One of the questions in my previous post, was about the kind of edging I needed for this work. I didn’t think either of my favourites, fine binding or facing, were just right. I felt they were just too neat for this raw edged hand stitched style, which continues the line of several raw edge applique works I’ve made and shown in the last few years. It was the border treatment I worked on this next work, Caribbean Crush, that gave me the solution:

Caribbean Crush border: dark patches were individually machine sewn to the back, folded over to the front and stitched into place like all the other bright coloured patches in the body of the quilt. Further information on this work at https://www.alisonschwabe.com/weblog/?p=7454.
A segmented binding was folded to the front, machine basted down into place. The basting’s removed as I complete each section of the hand stitching.

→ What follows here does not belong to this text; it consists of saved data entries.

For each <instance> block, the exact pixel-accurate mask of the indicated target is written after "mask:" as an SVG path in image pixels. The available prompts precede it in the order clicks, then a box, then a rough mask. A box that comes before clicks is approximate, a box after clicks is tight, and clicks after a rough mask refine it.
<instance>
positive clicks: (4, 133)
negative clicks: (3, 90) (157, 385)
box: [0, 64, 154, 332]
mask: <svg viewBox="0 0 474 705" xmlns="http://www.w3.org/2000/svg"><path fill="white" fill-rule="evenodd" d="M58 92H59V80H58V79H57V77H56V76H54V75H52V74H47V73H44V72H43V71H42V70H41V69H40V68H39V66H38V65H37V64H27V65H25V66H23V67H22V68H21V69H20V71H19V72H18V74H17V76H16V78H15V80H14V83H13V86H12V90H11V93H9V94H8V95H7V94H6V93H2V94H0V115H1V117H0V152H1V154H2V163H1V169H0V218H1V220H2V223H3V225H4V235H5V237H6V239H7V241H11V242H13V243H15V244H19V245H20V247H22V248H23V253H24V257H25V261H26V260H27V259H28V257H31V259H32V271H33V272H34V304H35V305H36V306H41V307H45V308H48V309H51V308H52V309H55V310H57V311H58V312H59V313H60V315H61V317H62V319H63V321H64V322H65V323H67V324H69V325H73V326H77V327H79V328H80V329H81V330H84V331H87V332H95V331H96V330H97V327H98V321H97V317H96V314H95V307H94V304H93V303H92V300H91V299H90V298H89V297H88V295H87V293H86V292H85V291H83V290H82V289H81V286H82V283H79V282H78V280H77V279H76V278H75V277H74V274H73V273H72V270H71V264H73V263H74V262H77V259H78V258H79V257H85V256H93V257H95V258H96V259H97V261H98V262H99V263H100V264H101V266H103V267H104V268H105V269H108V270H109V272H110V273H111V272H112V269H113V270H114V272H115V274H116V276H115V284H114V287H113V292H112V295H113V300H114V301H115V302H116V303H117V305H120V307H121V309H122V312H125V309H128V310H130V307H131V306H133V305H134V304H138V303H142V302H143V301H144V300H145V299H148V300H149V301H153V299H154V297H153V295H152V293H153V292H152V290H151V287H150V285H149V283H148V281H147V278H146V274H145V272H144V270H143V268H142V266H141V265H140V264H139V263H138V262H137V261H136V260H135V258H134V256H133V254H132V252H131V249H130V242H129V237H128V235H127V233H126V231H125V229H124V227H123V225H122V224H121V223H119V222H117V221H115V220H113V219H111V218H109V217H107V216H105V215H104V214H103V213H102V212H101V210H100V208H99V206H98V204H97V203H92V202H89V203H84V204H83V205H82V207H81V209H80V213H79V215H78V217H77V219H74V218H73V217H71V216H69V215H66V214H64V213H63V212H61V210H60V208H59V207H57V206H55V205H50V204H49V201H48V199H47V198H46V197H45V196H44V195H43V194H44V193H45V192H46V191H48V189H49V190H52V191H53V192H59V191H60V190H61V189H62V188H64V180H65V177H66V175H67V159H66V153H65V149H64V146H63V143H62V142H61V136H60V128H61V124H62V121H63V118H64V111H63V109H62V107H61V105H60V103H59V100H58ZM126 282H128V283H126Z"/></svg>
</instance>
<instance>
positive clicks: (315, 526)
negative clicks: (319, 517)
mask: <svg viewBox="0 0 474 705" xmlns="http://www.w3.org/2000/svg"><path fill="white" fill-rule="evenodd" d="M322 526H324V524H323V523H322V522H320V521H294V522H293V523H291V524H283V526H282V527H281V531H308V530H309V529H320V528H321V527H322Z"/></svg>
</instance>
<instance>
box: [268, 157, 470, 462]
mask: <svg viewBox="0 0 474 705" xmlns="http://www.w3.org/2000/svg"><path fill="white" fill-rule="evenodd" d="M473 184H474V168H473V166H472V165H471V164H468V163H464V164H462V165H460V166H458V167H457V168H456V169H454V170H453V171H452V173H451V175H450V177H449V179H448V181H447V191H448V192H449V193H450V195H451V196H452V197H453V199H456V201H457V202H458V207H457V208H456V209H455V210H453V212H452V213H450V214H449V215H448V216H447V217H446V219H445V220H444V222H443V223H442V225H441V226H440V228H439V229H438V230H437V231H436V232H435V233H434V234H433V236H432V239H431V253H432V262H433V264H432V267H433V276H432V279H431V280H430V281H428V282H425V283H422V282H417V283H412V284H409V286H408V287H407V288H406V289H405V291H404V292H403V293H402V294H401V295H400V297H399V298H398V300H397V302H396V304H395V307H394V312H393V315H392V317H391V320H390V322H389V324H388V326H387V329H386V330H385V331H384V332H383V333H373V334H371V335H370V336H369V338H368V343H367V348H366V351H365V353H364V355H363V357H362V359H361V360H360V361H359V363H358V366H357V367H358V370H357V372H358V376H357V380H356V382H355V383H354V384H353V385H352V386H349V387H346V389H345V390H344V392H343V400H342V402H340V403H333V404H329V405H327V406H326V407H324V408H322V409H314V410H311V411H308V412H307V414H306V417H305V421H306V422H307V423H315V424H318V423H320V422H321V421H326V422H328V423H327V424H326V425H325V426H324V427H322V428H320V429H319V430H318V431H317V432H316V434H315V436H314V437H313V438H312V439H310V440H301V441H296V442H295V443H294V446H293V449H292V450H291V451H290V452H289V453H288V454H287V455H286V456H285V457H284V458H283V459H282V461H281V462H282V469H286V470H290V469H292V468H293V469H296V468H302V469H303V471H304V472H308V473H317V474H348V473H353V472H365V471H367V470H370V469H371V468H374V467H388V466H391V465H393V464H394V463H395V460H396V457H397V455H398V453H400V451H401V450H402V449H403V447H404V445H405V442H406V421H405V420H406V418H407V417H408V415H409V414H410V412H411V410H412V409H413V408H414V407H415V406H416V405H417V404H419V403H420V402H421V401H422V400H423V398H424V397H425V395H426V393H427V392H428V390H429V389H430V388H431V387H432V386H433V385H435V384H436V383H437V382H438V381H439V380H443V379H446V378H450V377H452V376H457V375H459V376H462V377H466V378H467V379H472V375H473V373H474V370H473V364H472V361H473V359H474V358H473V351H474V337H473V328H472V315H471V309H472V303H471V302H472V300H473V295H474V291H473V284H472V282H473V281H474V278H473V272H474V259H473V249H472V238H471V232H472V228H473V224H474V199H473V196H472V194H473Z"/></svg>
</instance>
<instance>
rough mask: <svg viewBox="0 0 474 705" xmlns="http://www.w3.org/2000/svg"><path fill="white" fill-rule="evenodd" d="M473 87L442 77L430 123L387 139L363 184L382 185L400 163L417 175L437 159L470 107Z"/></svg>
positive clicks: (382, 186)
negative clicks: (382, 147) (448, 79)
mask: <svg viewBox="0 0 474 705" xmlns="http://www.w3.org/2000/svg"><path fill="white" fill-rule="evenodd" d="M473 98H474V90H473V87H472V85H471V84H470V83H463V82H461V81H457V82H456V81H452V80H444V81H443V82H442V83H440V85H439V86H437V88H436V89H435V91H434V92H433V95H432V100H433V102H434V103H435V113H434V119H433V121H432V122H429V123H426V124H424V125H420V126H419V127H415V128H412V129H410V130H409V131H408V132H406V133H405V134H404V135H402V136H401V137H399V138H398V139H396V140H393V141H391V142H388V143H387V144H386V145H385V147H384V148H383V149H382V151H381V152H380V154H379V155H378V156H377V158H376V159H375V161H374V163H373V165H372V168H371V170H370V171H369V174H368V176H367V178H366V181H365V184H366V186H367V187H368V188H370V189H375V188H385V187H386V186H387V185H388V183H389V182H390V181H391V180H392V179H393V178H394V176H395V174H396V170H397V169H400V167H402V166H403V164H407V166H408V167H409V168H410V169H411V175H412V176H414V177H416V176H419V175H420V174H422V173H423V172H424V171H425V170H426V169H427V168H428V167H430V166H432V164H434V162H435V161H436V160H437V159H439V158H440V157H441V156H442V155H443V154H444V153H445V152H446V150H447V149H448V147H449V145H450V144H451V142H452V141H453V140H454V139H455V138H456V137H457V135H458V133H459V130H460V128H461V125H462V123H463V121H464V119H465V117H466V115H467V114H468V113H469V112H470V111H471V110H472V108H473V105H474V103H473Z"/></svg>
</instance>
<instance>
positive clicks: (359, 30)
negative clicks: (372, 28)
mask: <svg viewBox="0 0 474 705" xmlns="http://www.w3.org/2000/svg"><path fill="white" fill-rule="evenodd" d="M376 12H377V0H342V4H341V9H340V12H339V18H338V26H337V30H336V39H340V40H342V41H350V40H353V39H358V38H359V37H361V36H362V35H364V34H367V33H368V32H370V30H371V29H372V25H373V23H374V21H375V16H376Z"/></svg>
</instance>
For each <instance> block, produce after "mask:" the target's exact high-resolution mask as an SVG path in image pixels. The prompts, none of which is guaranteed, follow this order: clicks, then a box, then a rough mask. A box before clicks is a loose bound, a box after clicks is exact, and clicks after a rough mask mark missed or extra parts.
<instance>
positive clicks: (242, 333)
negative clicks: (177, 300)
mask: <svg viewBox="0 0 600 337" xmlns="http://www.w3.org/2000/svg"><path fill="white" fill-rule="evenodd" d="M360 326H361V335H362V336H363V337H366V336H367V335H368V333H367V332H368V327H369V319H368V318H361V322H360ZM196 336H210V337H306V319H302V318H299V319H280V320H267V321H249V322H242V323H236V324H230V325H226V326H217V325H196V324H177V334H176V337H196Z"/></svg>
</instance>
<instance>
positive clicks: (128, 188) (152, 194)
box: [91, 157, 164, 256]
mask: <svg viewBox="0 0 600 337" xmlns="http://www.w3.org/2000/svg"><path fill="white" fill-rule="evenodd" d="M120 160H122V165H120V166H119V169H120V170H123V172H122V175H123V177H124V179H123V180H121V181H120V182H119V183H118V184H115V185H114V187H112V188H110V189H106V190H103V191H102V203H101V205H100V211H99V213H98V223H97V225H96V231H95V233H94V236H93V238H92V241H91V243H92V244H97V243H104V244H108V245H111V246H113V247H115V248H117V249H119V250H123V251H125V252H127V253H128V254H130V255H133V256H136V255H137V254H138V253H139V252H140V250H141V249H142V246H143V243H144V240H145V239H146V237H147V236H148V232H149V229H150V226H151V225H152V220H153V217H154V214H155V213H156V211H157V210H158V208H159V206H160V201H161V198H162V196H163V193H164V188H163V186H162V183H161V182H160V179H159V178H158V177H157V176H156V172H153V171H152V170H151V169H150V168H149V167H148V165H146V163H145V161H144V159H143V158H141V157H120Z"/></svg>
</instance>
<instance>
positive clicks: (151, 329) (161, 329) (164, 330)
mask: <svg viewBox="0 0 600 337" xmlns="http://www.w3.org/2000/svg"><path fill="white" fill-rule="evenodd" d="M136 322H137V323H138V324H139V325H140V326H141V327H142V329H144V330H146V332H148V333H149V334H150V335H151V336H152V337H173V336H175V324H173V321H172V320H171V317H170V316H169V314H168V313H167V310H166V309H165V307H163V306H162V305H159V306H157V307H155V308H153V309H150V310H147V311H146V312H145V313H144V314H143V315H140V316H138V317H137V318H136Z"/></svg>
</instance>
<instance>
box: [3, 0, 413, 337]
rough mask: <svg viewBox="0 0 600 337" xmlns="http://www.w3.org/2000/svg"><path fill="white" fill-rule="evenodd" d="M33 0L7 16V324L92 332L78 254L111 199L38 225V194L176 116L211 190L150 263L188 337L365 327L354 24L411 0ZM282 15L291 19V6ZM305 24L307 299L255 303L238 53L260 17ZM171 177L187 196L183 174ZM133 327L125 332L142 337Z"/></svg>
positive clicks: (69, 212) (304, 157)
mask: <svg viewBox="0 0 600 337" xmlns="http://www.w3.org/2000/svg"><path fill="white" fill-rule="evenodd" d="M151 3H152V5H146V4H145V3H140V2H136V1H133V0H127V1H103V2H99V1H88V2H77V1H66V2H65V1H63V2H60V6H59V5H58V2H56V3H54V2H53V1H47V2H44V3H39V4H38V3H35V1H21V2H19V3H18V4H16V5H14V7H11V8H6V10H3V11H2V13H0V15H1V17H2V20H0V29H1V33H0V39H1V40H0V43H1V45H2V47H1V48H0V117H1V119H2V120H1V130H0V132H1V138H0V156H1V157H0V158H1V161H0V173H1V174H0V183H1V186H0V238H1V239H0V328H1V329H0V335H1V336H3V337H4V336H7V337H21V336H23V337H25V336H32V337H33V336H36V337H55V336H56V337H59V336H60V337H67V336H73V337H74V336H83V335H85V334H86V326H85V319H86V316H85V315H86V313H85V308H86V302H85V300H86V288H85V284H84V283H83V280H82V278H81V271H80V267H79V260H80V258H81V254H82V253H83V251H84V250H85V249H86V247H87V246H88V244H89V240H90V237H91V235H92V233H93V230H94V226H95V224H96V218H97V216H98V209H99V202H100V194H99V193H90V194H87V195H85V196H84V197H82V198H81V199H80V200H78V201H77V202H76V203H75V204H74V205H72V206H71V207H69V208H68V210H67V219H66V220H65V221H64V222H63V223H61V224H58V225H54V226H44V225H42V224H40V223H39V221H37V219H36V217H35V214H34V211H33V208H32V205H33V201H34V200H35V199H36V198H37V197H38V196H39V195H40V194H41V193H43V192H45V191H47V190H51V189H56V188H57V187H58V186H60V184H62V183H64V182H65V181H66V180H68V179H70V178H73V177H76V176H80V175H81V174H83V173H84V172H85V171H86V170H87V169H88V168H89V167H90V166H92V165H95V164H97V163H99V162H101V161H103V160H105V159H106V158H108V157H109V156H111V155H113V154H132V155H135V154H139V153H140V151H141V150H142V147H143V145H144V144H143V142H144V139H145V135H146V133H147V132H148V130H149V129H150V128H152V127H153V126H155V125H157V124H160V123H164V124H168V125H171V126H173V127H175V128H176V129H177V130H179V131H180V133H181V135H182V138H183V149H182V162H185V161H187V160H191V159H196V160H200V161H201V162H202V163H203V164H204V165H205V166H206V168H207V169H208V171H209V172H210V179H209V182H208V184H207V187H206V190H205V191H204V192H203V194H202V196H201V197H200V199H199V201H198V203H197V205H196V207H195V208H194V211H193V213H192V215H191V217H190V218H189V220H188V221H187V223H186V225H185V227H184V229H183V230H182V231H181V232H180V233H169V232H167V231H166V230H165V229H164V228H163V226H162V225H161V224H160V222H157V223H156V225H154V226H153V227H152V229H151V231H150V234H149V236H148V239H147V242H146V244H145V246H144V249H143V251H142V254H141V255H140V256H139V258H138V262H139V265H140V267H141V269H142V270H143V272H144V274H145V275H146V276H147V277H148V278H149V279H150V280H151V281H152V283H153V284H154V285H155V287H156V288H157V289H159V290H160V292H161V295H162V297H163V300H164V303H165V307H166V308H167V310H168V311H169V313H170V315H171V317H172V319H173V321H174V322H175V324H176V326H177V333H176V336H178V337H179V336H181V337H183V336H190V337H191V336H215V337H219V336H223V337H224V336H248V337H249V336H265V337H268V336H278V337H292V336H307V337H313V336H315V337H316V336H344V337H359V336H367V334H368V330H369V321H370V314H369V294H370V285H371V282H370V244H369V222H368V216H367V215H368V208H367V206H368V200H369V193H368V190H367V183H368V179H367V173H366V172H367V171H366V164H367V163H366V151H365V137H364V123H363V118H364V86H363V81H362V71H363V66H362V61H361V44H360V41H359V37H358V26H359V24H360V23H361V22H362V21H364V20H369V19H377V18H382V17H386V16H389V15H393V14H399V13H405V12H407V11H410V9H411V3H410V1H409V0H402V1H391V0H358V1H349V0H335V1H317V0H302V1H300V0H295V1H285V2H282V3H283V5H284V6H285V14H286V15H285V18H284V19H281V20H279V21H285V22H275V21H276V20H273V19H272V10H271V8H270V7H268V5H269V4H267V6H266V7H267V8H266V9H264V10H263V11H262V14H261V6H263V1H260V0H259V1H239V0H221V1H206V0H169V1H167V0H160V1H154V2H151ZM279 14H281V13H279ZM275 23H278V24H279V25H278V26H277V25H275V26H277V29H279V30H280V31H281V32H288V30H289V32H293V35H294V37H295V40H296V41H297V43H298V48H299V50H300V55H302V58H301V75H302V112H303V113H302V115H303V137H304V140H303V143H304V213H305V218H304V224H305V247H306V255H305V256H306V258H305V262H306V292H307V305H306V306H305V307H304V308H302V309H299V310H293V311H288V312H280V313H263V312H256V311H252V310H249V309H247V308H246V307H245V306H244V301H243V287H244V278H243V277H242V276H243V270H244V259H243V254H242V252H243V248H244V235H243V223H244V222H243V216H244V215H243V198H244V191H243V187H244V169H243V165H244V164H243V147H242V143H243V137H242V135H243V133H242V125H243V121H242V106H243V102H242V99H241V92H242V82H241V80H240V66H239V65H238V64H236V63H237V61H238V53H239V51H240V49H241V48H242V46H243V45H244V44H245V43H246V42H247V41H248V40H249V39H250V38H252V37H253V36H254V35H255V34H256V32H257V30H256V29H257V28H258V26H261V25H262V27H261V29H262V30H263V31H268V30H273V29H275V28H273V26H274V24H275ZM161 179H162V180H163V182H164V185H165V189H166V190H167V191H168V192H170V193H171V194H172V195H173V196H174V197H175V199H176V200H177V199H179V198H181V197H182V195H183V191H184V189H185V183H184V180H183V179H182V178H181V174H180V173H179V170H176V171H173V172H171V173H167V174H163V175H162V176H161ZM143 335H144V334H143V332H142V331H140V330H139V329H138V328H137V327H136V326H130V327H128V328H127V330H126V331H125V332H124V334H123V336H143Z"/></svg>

I needed to construct a segmented binding, which was easy enough given that I had various groups of pieced strips partly used. I added bits of them into a long strip of the background fabric, avoiding joins at the corners; sewed this to the back of the quilt, folded it forward and hand stitched the raw edge down onto the front of the work, in the manner of all the other applique on this quilt.

I love improvised, machine pieced patchwork, but without any planning for this to happen, raw edge applique has taken a major position in my recent body of work, and I haven’t planned anything pieced for ages! Below are some examples: clockwise from upper left – Pandemic Pattern, 2020, detail; “Make Do And Mend” banner 18″ x 24″ for Lift The Sky project ww.liftthesky.com ; Regeneration 2, 40cm x 40cm, 2019.